本年度も「小規模事業者持続化補助金」の公募が開始されます。

今回は、これまでセミナーや書類作成支援などで多くの経営者様のお手伝いをしてきましたノウハウをご提供しながら、小規模事業者持続化補助金の採択されるための事業計画書の作成方法について解説していきます。

不採択となる計画書のパターン

小規模事業者持続化補助金を申請するためには、「経営計画書(様式2)」と「補助事業計画書(様式3)」を作成する必要があります。

しかし、残念ながら不採択となってしまう計画書は、以下の3つのパターンに大別できます。ご自身で作成された計画書が当てはまっていないかどうか、チェックしてみてください。

補助金の趣旨を把握できていない

小規模事業者持続化補助金は、補助金を活用することによって、小規模企業を持続化させ、日本経済全体の底上げを狙う趣旨で実施されています。

当然、この趣旨に沿った計画書が採択されるわけです。すなわち、「持続化させる」=「中長期的な経営計画のもとで補助金がどうしても必要だ」ということがわかる計画書でなければならないということです。

いいかえれば、自社の「経営の状況や目標を明確化し、経営の目標を達成するための方策として、補助事業(=販路開拓につながる取り組み)を実施する」というストーリーが計画内容からわかるものでなければなりません。

計画書のボリュームが少ない

様式2と様式3の内容で採択か不採択かが審査されます。
しかし、この様式2、3の計画内容がそれぞれ1ページ程度のボリュームしか書いていない方が結構います。
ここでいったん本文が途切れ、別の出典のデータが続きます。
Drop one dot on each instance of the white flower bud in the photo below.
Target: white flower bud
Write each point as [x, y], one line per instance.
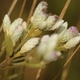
[72, 42]
[62, 28]
[42, 46]
[31, 43]
[68, 34]
[52, 56]
[16, 34]
[6, 23]
[51, 21]
[57, 24]
[52, 42]
[39, 16]
[15, 24]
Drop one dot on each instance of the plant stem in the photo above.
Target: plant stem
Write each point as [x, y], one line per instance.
[10, 11]
[31, 11]
[64, 9]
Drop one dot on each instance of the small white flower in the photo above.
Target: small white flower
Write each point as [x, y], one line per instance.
[50, 21]
[31, 43]
[14, 29]
[42, 46]
[17, 22]
[62, 28]
[39, 16]
[16, 34]
[68, 34]
[57, 24]
[72, 42]
[52, 42]
[47, 47]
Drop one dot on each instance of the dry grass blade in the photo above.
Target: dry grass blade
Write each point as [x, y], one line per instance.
[64, 9]
[12, 7]
[66, 69]
[10, 10]
[38, 74]
[67, 61]
[22, 8]
[31, 11]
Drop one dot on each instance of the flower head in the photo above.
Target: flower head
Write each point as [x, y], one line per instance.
[14, 29]
[31, 43]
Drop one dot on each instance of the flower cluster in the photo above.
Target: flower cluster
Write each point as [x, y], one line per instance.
[14, 29]
[49, 47]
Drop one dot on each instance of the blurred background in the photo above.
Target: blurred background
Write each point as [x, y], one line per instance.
[72, 16]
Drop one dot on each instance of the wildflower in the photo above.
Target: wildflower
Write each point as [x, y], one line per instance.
[57, 24]
[42, 20]
[14, 29]
[39, 16]
[31, 43]
[42, 46]
[47, 50]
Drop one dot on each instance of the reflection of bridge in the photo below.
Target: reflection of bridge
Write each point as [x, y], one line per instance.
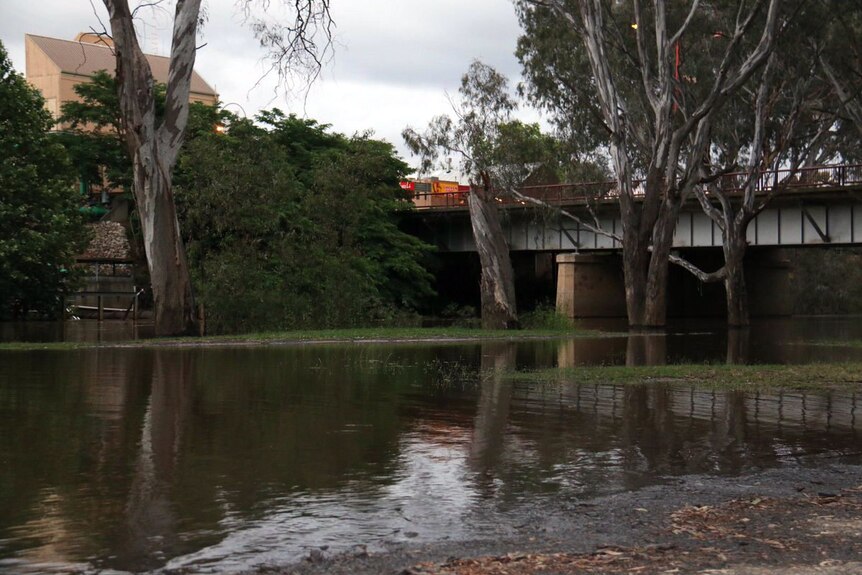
[818, 206]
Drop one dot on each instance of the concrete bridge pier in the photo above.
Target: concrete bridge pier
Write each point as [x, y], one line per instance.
[590, 285]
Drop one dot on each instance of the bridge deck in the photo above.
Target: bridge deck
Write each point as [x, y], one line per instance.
[817, 206]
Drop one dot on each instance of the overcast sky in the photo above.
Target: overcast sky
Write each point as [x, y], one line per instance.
[393, 61]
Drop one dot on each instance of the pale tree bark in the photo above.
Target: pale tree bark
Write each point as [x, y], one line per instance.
[675, 142]
[153, 147]
[733, 220]
[154, 144]
[497, 286]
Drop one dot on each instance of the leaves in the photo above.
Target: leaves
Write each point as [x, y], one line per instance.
[40, 228]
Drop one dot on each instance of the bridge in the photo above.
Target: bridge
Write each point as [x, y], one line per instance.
[817, 206]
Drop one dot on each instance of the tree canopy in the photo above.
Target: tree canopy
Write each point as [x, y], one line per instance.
[40, 228]
[290, 225]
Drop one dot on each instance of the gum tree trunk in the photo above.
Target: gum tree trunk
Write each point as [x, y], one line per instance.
[498, 280]
[154, 146]
[655, 312]
[734, 281]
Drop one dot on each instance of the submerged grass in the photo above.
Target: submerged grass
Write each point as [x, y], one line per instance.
[729, 377]
[838, 343]
[357, 335]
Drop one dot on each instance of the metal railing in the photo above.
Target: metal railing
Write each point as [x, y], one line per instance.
[813, 179]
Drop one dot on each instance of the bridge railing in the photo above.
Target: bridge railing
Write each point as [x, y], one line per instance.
[818, 178]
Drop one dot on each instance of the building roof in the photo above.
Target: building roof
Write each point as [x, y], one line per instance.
[85, 59]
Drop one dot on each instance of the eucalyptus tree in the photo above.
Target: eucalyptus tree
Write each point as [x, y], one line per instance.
[154, 143]
[474, 140]
[619, 70]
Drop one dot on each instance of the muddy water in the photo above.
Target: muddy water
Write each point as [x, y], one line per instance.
[230, 458]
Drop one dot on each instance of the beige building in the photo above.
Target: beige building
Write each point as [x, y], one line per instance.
[56, 66]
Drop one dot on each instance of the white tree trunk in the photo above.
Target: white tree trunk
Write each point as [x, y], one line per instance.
[498, 281]
[153, 148]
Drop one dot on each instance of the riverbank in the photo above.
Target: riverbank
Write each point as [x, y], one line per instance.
[708, 376]
[788, 520]
[312, 337]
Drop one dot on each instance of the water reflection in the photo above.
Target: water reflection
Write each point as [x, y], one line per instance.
[229, 458]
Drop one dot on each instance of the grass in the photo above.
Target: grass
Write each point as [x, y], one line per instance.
[838, 343]
[727, 377]
[369, 335]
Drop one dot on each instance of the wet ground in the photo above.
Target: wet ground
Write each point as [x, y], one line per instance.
[778, 521]
[381, 458]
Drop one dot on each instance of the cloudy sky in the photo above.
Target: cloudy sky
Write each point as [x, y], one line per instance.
[393, 60]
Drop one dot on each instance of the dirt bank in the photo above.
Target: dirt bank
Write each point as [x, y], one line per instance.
[788, 520]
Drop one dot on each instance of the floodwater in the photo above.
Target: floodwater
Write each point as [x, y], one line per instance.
[230, 458]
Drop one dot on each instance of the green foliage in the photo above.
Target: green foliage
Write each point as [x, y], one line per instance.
[92, 136]
[40, 228]
[289, 225]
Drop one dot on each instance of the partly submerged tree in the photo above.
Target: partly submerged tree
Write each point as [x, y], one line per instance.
[154, 143]
[475, 136]
[617, 67]
[40, 227]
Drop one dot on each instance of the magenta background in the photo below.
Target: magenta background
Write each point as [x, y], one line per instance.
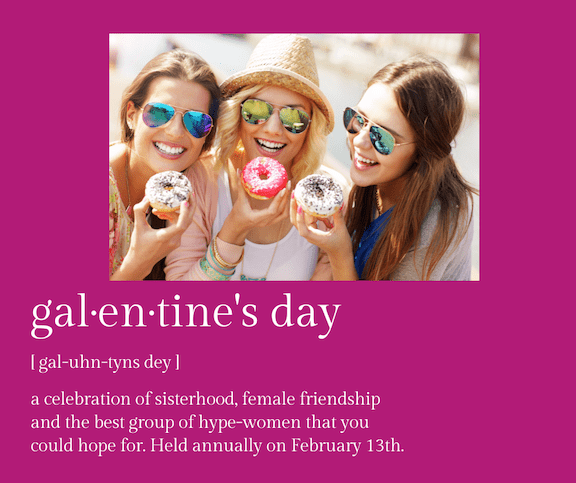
[475, 378]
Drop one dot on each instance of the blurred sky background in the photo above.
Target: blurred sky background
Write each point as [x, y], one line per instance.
[345, 64]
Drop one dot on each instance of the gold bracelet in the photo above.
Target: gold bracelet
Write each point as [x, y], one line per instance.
[220, 260]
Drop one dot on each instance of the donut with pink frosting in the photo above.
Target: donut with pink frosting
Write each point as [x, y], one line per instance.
[263, 178]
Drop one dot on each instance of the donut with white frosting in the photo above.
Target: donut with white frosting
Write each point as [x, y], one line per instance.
[319, 195]
[166, 190]
[263, 178]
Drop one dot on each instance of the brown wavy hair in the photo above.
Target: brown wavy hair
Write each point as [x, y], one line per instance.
[432, 102]
[177, 64]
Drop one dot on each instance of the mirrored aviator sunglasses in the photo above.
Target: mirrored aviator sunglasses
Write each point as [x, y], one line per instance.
[381, 139]
[156, 114]
[255, 111]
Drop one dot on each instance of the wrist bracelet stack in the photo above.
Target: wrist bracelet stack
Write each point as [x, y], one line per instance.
[213, 265]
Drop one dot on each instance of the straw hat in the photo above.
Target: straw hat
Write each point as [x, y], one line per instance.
[283, 60]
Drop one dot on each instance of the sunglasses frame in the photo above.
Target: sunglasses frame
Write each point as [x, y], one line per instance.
[181, 111]
[274, 107]
[368, 122]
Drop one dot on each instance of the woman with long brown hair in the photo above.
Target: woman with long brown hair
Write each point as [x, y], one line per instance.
[409, 213]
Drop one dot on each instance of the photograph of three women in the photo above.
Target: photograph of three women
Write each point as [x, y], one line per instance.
[365, 147]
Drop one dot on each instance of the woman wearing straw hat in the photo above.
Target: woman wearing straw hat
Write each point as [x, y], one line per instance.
[254, 239]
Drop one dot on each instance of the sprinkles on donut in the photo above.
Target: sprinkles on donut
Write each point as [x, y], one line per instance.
[319, 195]
[166, 190]
[263, 178]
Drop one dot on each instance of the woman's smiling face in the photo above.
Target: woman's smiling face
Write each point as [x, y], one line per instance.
[170, 146]
[271, 139]
[369, 167]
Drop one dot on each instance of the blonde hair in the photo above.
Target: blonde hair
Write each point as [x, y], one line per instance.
[229, 146]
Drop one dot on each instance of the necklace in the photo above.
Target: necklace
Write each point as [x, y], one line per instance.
[129, 209]
[379, 202]
[262, 279]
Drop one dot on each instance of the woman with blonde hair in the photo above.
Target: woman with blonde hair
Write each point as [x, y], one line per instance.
[274, 108]
[410, 210]
[167, 119]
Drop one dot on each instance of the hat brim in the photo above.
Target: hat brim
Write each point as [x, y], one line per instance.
[276, 76]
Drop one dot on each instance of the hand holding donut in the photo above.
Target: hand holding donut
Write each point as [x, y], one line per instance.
[244, 217]
[148, 245]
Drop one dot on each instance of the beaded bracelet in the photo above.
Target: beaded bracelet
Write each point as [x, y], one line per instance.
[219, 258]
[216, 265]
[211, 272]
公募要領内の例を参考に作成された方のほとんどがこのパターンに該当します。審査時には計画内容が明確でないものは不採択になってしまいます。

審査する方に計画内容がわかるように一定程度のボリュームは必要です。
わたしの場合、「経営計画書(様式2)」は2〜3ページ程度、「補助事業計画書(様式3)」は3〜4ページ程度記載するようにアドバイスしています。

審査のポイントを押さえていない

計画書のボリュームが少ないからといって、もちろんこれは中身のない文章を増やせばよいということではありません。

事業計画の内容を重複や過不足なく、書類上にまとめるために、最低限のボリュームが必要になってくるということなのです。

それでは一体、どのような項目を「経営計画書(様式2)」と「補助事業計画書(様式3)」に記載していけばよいのでしょうか。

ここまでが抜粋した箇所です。